1999 Family Vacation Guide, Alaska, One Humongous Zoo
Way to Go
Plastic totem poles and other clutter from Asian factories fill many Alaskan gift stores, while the authentic Inuit art is sold primarily in expensive galleries. Here are a few finds from in between those extremes
— truly Alaskan but inexpensive enough to buy just for fun at a craft fair.
- Eskimo Yo-Yos: Mastering this traditional native toy is a challenge: Holding a tab on a string midway between two cloth or skin bags, swing the bags in circles in opposite directions. Common at gift stores and craft fairs.
- Moose-Nugget Jewelry: Moose tend to carpet Alaska's hiking trails with their marble-sized droppings, producing an unlimited natural resource for entrepreneurs who create necklaces, earrings, even swizzle sticks made of the stuff. Don't ask why (Grizzly's Gifts, Anchorage; $2.50-$15; 800-770-4343).
- Outhouse and Cache House Models: Hank Baldwin's hobby is making kits and models of a log outhouse and a cache house — a cabin on stilts used to store food away from bears. Similar crafts are common at Anchorage's summertime Saturday Market (Once in a Blue Moose, Anchorage; $10-$24; 888-490-1898).
- Real Fur Stuffed Animals: Inupiat craftswomen sometimes make inexpensive toys from scraps left over from making parkas and mukluks.
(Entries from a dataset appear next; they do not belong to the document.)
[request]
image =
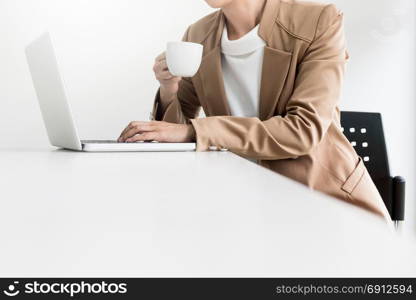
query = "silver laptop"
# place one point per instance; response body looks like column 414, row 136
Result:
column 56, row 110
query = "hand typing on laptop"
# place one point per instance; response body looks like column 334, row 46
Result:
column 159, row 131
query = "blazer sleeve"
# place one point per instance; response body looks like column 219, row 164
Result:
column 183, row 107
column 310, row 109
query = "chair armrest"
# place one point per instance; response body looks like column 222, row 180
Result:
column 399, row 187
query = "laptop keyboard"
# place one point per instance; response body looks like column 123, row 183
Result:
column 108, row 142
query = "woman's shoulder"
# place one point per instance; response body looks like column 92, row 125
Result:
column 304, row 18
column 199, row 31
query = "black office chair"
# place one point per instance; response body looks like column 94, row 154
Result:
column 365, row 132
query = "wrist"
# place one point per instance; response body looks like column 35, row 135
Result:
column 191, row 133
column 167, row 93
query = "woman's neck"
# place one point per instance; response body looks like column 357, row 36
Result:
column 242, row 16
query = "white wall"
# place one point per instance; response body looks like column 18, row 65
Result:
column 107, row 49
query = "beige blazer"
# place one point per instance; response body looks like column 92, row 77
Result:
column 298, row 132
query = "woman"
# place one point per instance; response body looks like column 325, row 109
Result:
column 269, row 83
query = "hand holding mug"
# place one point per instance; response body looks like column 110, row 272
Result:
column 169, row 84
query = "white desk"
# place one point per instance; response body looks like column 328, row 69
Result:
column 179, row 214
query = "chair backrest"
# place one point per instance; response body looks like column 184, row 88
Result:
column 365, row 132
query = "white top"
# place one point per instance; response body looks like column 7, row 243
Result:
column 242, row 62
column 173, row 214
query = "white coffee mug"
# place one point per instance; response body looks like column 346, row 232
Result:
column 183, row 58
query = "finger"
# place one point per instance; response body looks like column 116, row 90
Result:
column 129, row 126
column 164, row 75
column 160, row 66
column 161, row 56
column 145, row 136
column 140, row 128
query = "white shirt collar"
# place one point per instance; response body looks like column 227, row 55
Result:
column 244, row 45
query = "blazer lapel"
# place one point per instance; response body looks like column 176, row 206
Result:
column 276, row 65
column 213, row 84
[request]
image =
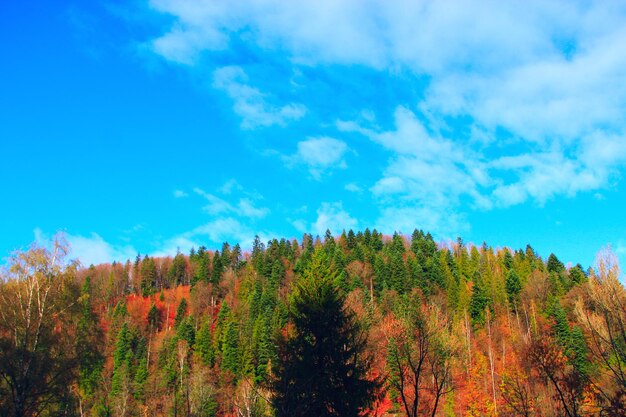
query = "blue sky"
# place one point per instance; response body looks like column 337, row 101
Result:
column 147, row 126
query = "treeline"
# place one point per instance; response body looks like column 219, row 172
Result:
column 359, row 324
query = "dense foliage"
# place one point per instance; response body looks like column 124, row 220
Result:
column 360, row 324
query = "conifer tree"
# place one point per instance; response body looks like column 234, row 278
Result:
column 204, row 345
column 321, row 369
column 181, row 311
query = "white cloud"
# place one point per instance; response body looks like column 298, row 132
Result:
column 250, row 103
column 219, row 206
column 540, row 86
column 320, row 155
column 353, row 188
column 332, row 216
column 92, row 249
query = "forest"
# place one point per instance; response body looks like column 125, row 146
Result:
column 360, row 324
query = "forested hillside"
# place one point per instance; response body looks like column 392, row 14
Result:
column 357, row 324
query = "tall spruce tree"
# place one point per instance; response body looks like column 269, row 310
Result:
column 321, row 370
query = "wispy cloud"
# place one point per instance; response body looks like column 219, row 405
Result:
column 91, row 249
column 320, row 155
column 250, row 103
column 219, row 206
column 500, row 105
column 333, row 217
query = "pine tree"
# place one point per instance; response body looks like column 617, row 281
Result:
column 181, row 311
column 230, row 348
column 321, row 370
column 513, row 286
column 204, row 345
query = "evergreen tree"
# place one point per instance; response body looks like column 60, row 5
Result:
column 177, row 272
column 479, row 301
column 181, row 311
column 148, row 276
column 230, row 348
column 154, row 319
column 204, row 345
column 321, row 370
column 513, row 286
One common item at craft fairs in Barrow, Kotzebue, and Nome are seals made of real sealskin ($7.50-$30).
- Bear Bells: Basic safety equipment for Alaska hikers, the bell ties to a backpack with a piece of leather, alerting bears that you're on the trail and thus preventing dangerous surprises (Alaska Mountaineering and Hiking, Anchorage; $8.50; 907-272-1811).